Daniel Massó (UNE), Narciso Casado (CEIB) y Fernando Treviño (Coparmex), durante la jornada “Brújula de los Negocios: Agenda OCDE 2026” - CEOELa Agenda OCDE 2026 se perfila como una referencia de primer orden para orientar la inversión y el crecimiento en Iberoamérica en un contexto internacional marcado por la reconfiguración productiva y el endurecimiento del pulso regulatorio. Esa fue una de las principales conclusiones de la jornada Brújula de los Negocios: Agenda OCDE 2026, organizada por el Consejo de Empresarios Iberoamericanos (CEIB), que reunió a perfiles del ámbito institucional, empresarial y académico.
Durante el encuentro, el secretario permanente del CEIB, Narciso Casado, puso el acento en la rapidez con la que están cambiando “las reglas del juego” y defendió que la competitividad, la seguridad jurídica y la capacidad de atraer inversión dependen en buena medida de que las empresas estén presentes en los espacios donde se diseñan esas normas. En esa línea, sostuvo que la participación del sector privado en foros internacionales, incluidas las Cumbres Iberoamericanas, no es un gesto protocolario, sino una decisión estratégica. El objetivo, señaló, es evitar que la sobrerregulación y el incremento de cargas burocráticas terminen actuando como freno al crecimiento.
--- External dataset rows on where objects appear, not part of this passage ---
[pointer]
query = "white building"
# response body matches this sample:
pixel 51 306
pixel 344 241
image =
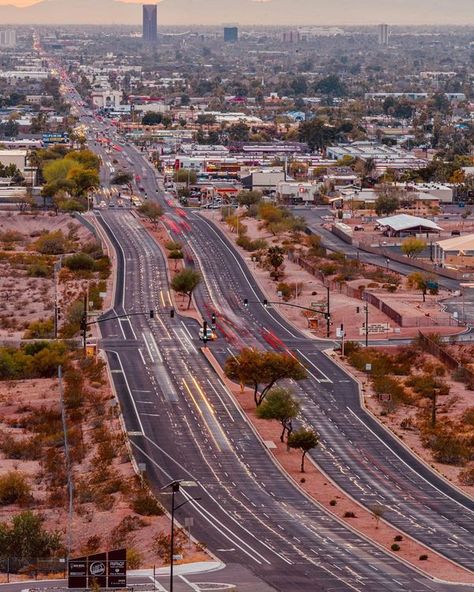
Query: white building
pixel 8 38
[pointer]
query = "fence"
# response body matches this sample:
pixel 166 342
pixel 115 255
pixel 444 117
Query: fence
pixel 439 352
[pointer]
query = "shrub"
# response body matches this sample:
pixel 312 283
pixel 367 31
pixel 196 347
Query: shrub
pixel 40 329
pixel 146 505
pixel 79 262
pixel 38 270
pixel 466 477
pixel 20 449
pixel 425 384
pixel 14 489
pixel 51 243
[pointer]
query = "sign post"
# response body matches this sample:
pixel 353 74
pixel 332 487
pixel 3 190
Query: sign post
pixel 107 570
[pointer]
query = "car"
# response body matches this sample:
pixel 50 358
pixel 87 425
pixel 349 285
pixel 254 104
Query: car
pixel 210 335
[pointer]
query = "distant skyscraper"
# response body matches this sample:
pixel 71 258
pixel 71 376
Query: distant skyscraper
pixel 231 34
pixel 150 21
pixel 8 38
pixel 383 34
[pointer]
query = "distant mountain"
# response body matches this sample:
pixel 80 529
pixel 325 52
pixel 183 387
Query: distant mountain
pixel 245 12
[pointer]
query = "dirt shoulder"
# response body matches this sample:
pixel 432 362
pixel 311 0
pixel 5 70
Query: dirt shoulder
pixel 316 485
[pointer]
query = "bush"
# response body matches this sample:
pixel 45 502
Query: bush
pixel 14 489
pixel 79 262
pixel 20 449
pixel 466 477
pixel 146 505
pixel 40 330
pixel 425 384
pixel 38 270
pixel 51 243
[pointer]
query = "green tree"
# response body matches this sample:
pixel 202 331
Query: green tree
pixel 263 369
pixel 275 257
pixel 25 537
pixel 185 282
pixel 176 256
pixel 305 440
pixel 249 198
pixel 152 118
pixel 151 210
pixel 412 246
pixel 281 406
pixel 422 282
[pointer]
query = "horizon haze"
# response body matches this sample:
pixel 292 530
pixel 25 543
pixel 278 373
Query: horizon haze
pixel 242 12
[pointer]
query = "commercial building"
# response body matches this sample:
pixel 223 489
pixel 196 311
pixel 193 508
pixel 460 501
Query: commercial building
pixel 8 38
pixel 383 34
pixel 455 252
pixel 405 225
pixel 231 34
pixel 150 23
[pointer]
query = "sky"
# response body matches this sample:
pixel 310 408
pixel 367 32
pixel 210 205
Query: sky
pixel 244 12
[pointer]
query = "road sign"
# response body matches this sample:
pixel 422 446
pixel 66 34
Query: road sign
pixel 107 570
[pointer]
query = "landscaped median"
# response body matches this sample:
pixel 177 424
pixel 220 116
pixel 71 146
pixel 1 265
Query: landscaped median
pixel 323 491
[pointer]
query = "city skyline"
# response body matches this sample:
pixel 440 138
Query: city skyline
pixel 242 12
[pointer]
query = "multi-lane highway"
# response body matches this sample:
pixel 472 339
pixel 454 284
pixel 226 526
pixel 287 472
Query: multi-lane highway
pixel 183 423
pixel 356 452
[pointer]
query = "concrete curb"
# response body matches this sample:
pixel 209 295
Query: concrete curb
pixel 218 370
pixel 388 430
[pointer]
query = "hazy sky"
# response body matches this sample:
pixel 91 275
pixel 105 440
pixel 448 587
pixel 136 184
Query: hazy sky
pixel 278 12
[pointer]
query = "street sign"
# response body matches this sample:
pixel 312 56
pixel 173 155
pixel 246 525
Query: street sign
pixel 107 570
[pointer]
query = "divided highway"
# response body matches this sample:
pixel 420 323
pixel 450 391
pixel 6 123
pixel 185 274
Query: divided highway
pixel 183 423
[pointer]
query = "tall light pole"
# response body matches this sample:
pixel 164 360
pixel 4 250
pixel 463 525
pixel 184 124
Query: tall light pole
pixel 175 487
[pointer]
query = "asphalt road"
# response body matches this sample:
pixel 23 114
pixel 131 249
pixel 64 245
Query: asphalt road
pixel 356 452
pixel 183 423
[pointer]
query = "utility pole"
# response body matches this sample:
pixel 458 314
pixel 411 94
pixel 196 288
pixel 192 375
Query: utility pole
pixel 366 308
pixel 328 315
pixel 68 464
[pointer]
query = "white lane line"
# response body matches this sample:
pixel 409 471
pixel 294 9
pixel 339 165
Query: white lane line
pixel 245 276
pixel 130 324
pixel 405 463
pixel 326 378
pixel 221 400
pixel 148 349
pixel 224 530
pixel 129 390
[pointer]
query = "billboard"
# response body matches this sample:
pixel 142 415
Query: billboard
pixel 107 570
pixel 55 138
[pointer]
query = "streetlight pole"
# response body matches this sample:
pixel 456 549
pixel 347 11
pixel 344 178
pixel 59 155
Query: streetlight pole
pixel 175 487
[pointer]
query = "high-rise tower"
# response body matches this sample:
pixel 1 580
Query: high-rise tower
pixel 150 22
Con un enfoque similar, Fernando Treviño, vicepresidente nacional de Asuntos Internacionales y Laborales de la Confederación Patronal de la República Mexicana (Coparmex) y miembro del Comité Ejecutivo de Business en la OECD (BIAC), reclamó trasladar propuestas concretas en ámbitos que condicionan directamente la actividad económica. Entre ellos citó el comercio, la digitalización, la fiscalidad, el mercado laboral y el ecosistema de pymes, con la idea de impulsar marcos regulatorios que aporten certidumbre y favorezcan la inversión. En su intervención, defendió que la región latinoamericana debe reforzar su posicionamiento en el nuevo mapa productivo global y aprovechar la Agenda OCDE 2026 como una oportunidad para avanzar hacia estándares más homogéneos y entornos más previsibles.
El análisis se completó con la perspectiva académica. El profesor de Ciencia Política y Sociología de la Universidad de Navarra, Jacobo Ramos-Folch, apuntó que América Latina afronta una coyuntura decisiva para fortalecer su integración y la convergencia regulatoria. A su juicio, esos dos elementos son claves para evitar dinámicas de fragmentación y mejorar el atractivo de la región como destino inversor en un escenario de competencia creciente por el capital.
Por su parte, Daniel Massó, responsable de Conocimiento y Agenda 2030 de la Asociación Española de Normalización (UNE), introdujo el papel de la regulación técnica y los estándares. Su planteamiento fue que la normalización debe reforzarse con referencias alineadas internacionalmente para impedir que los requisitos técnicos se conviertan en barreras encubiertas al comercio, un riesgo que puede intensificarse cuando se multiplican normas y exigencias sin coordinación suficiente.
En conjunto, la Agenda OCDE 2026 no se entiende solo como un documento de orientación, sino como una hoja de ruta con impacto directo en la capacidad de Iberoamérica para ofrecer seguridad jurídica, reglas comparables y un terreno más estable para la inversión. Si las normas van a marcar el ritmo, la tesis compartida fue que conviene estar en la sala cuando se escriben.